Indiana ile oynanan ilk maçın bitimine 6.5 dakika kala, (Celtics 19 sayı ile gerideyken) tam 21 sayı üretmeyi başardı toplamda 40 sayı ile Boston’a 103-100’lük galibiyeti getirdi. Ayrıca bu 21 sayının 12’sini son 1 dakika içinde atarak inanılmaz bir “one man show” sergiledi. Bu maçta 21/21 faul atışı başarısı ile NBA Playofflarında “hiç kaçırmadan en çok faul atışı atma” kategorisinde rekoru eline geçirdiğini de belirtelim. 4.maçta ise 2.yarı 32 sayı üreterek (bir Celtics rekoruna imzasını attı, eski rekor 30 sayı ile John Havlicek ve Larry Bird’e aitti) ilk yarı sonundaki 18 sayılık farkı kapattı ve Boston’a galibiyeti getirdi. Ama yarı finallerde New Jersey karşısında tek başına o yetmedi. Walker’ın rezilleri oynadığı seride Nets, Celtics’i süpürdü.
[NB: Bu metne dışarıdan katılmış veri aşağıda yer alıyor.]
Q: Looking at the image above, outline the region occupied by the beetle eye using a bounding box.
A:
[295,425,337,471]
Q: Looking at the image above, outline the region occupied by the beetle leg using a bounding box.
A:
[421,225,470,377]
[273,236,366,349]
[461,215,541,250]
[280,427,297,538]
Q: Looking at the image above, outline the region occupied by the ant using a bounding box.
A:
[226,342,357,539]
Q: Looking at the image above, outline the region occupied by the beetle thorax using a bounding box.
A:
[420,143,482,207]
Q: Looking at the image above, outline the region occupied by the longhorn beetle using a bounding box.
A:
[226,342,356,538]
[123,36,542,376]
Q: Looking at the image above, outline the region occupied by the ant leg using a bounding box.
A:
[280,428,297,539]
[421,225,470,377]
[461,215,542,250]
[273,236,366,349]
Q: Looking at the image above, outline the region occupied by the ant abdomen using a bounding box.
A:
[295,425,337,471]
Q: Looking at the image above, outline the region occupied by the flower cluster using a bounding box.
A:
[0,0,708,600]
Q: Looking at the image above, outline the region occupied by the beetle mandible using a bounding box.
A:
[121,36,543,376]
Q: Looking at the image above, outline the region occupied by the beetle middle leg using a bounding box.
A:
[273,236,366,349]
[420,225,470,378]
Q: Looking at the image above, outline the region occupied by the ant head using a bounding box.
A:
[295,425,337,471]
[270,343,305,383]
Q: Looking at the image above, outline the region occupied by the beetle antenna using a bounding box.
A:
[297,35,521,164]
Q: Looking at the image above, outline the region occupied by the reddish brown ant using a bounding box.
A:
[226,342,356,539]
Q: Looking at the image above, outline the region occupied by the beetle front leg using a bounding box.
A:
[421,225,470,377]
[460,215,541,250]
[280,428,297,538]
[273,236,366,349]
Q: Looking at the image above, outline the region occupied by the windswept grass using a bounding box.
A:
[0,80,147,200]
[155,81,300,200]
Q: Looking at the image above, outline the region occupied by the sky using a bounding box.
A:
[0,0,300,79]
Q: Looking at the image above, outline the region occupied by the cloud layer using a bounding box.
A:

Celtics Tarihinde Pierce İmzası
Pierce, muhteşem oyun zekasını maçın stresi arttığında ve omzuna yük daha fazla bindiğinde açığa çıkartıyor ve ard arda bulduğu sayılarla durdurulması imkansız bir hücum silahına dönüşüyor. Bunu NBA kariyerinde bir çok maçta gösterdi. Hatta bu başarıları Celtics tarihinde daha şimdiden bir çok rekoru kırmasına yol açtı. Bir yarıda en fazla sayı, hiç kaçırmadan en fazla faul atışı atma, kariyer top çalma ortalaması (1.73 ile Bird’e ait olan Celtics tarihi top çalma ortalamasını kategorisinde şu anda 1.83 ile Pierce ilk sırada), kariyer playoff sayı ortalaması (23.8 ile Bird’e ait olan Celtics tarihi playoff sayı ortalaması kategorisinde şu anda Pierce 25.6 ile ilk sırada) gibi rekorların altında şu anda Paul Pierce imzası var. Hem de 16 NBA Şampiyonluğu ile ligin en fazla şampiyon ve en fazla efsane barındıran takımında. Pierce’ın önündeki bir hedefte 10.000 sayı barajına en kısa sürede ulaşan Celtics oyuncusu olma yolunda. Pierce, şu ana kadar 5 sezonda 364 maçta 8.481 sayıya ulaşmış durumda. Ortalama olarak maç başında 23.3 sayı üretiyor ve son 3 sezondur sayı ortalaması 25’in altına düşmedi. 1.519 sayı attığı taktirde 10.000 sayı barajına ulaşacak. Son 3 sezondaki gibi en az 25.0 sayı ortalaması ile skor üretmeye devam ederse yaklaşık 60-61 maç sonra bu barajı geçecek ve Celtics tarihinde 436 maçla Larry Bird’e ait olan en kısa sürede 10.000 sayı barajına ulaşma başarısını daha da aşağılara çekecek.
‘The Truth’
Saha içinde çok iyi bir oyuncu olmasının yanında saha dışında da pozitif özellikleri olan Paul Pierce kurduğu The Truth isminde vakıfla bir çok çocuğa yardımcı oluyor. İki yıldır Boston’da yıldızların katıldığı bir softball turnuvası düzenleyen Pierce bu sayede yardım derneklerine 100.000 dolar kazandırmayı başardı. Ayrıca Celtics’in kendi sahasında oynadığı her maça 34 (Pierce’ın forma numarası) çocuğu konuk ediyor ve bunu da “Pierce’ın Oyun alanı” diye adlandırıyor.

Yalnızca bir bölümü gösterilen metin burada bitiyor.